Édition de luxe sur papier vélin coton de gros gramme (300 g/m2).
Signée à la main par l’artiste.
Inclus Certificat d’Authenticité (COA).
Spécifications:
Dimensions : 70 x 50 cm
Année : 1988
Éditeur : Atelier Swarte, Haarlem.
État : Excellent (c cette œuvre n’a jamais été encadrée ni exposée, et a toujours été conservée dans un dossier professionnel d’art, elle est donc proposée en parfait état).
Provenance : Collection privée.
L’œuvre sera manipulée et emballée avec soin dans un paquet en carton renforcé. L’expédition sera certifiée avec numéro de suivi (UPS / DPD / DHL / FedEx)
L’envoi comprendra en outre une assurance transport à la valeur finale de l’œuvre avec remboursement intégral en cas de perte ou de dommage, sans frais pour l’acheteur.
(*) Joost Swarte, né le 24 décembre 1947 à Heemstede, est l’un des dessinateurs de bande dessinée les plus célèbres des Pays-Bas. Il étudie à l’Académie de Design d’Eindhoven et commence à publier dans son propre magazine Modern Papier. Il ne s’est pas limité à la bande dessinée, car il s’est révélé comme un designer, architecte et dessinateur de vitraux prospère, toujours reconnaissable à sa ligne claire. En tant que co-propriétaire de l’Éditorial Oog & Blik, il est responsable du design de nombreux livres néerlandais primés. Il fut l’un des fondateurs des Journées Internationales de la Bande Dessinée de Haarlem, aux Pays-Bas, et s’est érigé comme défenseur de la BD dans le monde de l’art.

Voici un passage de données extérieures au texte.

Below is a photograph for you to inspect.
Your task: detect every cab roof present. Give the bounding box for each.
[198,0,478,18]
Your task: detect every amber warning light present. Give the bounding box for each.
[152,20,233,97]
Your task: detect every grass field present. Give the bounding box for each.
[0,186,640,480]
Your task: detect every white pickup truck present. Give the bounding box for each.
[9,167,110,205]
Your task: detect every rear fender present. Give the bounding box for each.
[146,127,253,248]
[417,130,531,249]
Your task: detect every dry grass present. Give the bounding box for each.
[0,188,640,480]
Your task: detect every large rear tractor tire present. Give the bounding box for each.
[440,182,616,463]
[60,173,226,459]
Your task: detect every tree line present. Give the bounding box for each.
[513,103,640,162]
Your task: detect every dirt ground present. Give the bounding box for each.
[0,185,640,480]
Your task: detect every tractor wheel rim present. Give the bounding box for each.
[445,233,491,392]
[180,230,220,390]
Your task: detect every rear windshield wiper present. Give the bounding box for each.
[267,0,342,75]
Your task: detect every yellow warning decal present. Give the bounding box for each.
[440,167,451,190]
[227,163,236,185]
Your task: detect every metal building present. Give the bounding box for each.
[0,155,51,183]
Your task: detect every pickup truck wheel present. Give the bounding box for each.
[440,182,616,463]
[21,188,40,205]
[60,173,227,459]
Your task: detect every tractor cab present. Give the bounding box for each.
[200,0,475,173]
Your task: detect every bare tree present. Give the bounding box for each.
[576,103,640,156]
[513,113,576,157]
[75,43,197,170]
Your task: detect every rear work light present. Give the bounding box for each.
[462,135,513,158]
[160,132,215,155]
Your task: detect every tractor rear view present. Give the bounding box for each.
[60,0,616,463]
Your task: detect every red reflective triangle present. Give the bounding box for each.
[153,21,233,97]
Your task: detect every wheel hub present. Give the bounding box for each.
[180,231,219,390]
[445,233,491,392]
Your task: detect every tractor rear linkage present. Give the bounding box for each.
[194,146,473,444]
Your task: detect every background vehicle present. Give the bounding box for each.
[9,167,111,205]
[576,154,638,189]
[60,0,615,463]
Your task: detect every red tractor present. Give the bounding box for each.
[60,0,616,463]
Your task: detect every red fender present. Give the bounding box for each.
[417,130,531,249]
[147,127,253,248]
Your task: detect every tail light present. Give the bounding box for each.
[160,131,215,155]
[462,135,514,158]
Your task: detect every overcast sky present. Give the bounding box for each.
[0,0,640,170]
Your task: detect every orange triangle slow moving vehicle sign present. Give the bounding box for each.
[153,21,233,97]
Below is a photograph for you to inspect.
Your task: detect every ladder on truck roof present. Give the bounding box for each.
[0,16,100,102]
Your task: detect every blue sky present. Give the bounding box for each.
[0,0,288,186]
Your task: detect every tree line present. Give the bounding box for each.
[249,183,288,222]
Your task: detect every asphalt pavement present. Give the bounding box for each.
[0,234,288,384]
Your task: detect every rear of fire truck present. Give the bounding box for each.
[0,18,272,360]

Sans doute Joost Swarte est l’un de ces dessinateurs emblématiques de la bande dessinée contemporaine; son style, à première vue, présente des ressemblances avec Hergé et ses créations, ce qui est logique car rien de mieux pour assurer le succès des personnages et des séries que d’y associer des modèles préexistants. Dans ce sens, Swarte, qui vit encore aujourd’hui, est né en 1947, et n’est pas contemporain de Hergé; ses créations naissent avec un décalage de quelques décennies, Tintin étant déjà un produit largement consolidé.
Swarte crée certains de ses personnages avec des similitudes esthétiques à ce que proposait Hergé, et il en dote aussi certains d’une histoire d’aventures, peut-être moins sophistiquée que Tintin, mais qui permettait, comme objectif voilé de nombreux auteur-dessinateurs du XXe siècle, de transporter les enfants, ne serait-ce qu’avec leur imagination, vers des latitudes qu’ils n’atteindraient guère dans la réalité.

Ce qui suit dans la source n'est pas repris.